Arthroscopy, Sports Medicine, and Rehabilitation (Nov 2019)
The Pull Test: A Dynamic Test to Confirm Hip Microinstability
Abstract
Purpose: To define a distraction distance (pull length) cut-off that would differentiate those patients with hip microinstability and those without the disorder, called the Pull-Out Test. Methods: In total, 100 consecutive patients undergoing hip arthroscopy were included in the study. Patients were separated into a hip microinstability group (HMI) and non-hip microinstability group (NHI) based on the results of Beighton's score, the abduction–extension–external rotation test, hip extension–external rotation examination, and the prone instability test. Inclusion criteria were patients with an magnetic resonance imaging-proven labral tear who did not respond to conservative treatment and underwent hip arthroscopy. Exclusion criteria included those patients undergoing revision hip arthroscopy, had a previous surgery on the ipsilateral hip, or had severe arthritis in the hip. The Pull-Out Test was performed before surgery with the hip in 30° of abduction and the foot in 30° of external rotation. A blinded examiner places gross axial traction on the leg until a firm end point is reached. The distraction distance between the femoral head and acetabulum is the pull length. Results: In total, 32 patients made up the HMI group whereas 68 patients were in the NHI group. The average pull length for the NHI group was 0.9 ± 0.1 cm and 1.7 ± 0.4 cm for the HMI group (P < .001). Subtracting the standard deviation from the HMI group average, when defined a cut off for hip microinstability as 1.3 cm.
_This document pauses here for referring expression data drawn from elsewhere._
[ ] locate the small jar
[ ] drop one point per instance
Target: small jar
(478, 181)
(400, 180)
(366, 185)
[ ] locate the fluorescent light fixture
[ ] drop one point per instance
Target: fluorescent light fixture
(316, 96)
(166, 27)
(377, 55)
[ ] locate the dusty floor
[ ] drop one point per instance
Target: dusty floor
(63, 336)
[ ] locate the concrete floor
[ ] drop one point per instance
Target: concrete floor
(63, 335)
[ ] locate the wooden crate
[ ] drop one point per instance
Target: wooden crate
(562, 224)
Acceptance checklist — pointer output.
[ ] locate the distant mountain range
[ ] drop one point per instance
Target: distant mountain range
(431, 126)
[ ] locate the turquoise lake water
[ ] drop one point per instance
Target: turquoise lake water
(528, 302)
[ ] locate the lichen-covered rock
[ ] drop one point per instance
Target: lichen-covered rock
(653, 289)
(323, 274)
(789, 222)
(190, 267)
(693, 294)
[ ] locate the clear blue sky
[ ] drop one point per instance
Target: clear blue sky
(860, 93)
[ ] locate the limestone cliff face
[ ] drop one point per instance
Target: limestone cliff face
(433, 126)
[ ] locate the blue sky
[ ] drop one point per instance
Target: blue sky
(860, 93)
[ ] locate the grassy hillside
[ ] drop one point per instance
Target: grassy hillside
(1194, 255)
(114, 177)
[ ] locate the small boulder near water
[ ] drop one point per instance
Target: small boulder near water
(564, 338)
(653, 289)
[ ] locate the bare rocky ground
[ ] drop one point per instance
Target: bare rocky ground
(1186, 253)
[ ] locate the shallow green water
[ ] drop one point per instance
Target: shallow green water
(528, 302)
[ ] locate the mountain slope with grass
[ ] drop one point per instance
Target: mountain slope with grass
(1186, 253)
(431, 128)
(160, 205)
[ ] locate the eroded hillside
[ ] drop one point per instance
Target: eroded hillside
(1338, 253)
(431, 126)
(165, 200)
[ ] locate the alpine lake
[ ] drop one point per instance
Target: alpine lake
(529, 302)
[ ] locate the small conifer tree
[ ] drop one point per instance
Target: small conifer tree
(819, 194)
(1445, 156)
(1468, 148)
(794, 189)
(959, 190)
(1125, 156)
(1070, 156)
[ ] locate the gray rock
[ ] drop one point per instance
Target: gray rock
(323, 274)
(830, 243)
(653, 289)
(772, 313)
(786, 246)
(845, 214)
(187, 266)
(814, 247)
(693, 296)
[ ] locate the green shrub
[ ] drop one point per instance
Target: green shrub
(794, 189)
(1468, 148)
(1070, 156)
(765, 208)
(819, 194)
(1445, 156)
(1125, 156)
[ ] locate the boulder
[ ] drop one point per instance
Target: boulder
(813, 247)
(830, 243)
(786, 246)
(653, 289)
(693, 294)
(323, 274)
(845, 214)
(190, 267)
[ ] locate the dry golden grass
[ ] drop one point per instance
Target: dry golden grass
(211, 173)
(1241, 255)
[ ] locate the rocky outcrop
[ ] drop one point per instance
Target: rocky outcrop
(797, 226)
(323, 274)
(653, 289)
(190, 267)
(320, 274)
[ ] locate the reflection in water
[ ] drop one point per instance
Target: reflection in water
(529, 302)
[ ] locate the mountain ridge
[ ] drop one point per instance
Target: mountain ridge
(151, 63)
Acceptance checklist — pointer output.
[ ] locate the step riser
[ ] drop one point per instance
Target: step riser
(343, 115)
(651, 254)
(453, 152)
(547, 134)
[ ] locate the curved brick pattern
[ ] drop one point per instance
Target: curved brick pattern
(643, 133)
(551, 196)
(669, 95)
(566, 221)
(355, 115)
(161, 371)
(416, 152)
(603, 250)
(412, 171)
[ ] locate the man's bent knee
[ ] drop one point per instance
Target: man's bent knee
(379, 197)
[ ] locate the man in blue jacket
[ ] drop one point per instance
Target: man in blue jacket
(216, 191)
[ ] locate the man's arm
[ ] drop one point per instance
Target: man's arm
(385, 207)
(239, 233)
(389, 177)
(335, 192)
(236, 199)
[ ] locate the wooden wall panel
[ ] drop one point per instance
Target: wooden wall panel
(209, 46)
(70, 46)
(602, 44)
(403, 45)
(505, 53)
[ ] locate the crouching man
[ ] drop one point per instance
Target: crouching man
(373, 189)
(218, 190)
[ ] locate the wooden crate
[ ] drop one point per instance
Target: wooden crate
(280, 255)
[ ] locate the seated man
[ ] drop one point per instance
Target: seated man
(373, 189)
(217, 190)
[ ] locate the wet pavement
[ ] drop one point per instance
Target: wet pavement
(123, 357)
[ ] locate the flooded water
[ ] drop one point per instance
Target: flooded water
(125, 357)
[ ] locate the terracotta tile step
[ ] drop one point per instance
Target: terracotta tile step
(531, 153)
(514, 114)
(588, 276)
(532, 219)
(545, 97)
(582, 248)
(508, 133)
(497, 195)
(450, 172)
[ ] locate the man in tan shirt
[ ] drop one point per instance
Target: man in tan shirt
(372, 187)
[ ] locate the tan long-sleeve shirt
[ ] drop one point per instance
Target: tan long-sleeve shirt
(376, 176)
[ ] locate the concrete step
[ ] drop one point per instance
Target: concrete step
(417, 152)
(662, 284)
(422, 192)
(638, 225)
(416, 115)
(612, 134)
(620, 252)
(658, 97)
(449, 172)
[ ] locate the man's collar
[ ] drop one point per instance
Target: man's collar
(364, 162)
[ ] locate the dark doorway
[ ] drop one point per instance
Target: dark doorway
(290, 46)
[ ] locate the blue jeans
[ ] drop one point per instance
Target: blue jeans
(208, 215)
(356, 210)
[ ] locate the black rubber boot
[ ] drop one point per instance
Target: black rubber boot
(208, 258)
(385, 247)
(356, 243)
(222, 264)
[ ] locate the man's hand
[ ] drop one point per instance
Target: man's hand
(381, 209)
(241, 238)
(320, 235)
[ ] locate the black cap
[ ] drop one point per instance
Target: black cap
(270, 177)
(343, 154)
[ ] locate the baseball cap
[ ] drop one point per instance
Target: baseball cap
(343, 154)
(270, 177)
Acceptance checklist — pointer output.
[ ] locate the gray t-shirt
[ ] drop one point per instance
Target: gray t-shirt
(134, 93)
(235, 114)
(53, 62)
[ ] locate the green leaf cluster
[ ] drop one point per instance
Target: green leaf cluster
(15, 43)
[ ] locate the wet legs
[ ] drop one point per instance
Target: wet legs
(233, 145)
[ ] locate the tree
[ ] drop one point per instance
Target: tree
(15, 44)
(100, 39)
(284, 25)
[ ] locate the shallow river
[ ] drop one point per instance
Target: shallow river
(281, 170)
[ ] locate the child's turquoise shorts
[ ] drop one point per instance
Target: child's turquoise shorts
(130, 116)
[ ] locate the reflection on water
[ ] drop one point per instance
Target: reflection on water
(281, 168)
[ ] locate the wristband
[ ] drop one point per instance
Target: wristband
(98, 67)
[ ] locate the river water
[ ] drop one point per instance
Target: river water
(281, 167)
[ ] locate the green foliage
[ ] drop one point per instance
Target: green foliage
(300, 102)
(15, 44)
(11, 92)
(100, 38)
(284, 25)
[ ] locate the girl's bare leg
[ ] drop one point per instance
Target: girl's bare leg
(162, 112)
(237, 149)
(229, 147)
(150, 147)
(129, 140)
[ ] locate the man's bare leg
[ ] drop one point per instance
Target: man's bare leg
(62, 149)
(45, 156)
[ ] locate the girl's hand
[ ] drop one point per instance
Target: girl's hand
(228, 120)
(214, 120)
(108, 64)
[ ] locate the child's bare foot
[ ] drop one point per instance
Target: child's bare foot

Using this value, we found the Pull-Out Test to have a sensitivity of 0.91 and specificity of 0.96. The positive predictive value for the Pull Test was 0.91 and the negative predictive value 0.97. Conclusions: The Pull-Out Test is a useful test in identifying and confirming the presence of hip microinstability in patients undergoing hip arthroscopy. A pull-length of 1.3 cm or greater is consistent with the presence of microinstability with a specificity of 94% and a sensitivity of 96%. Level of Evidence: Level IV, diagnostic, case-control study.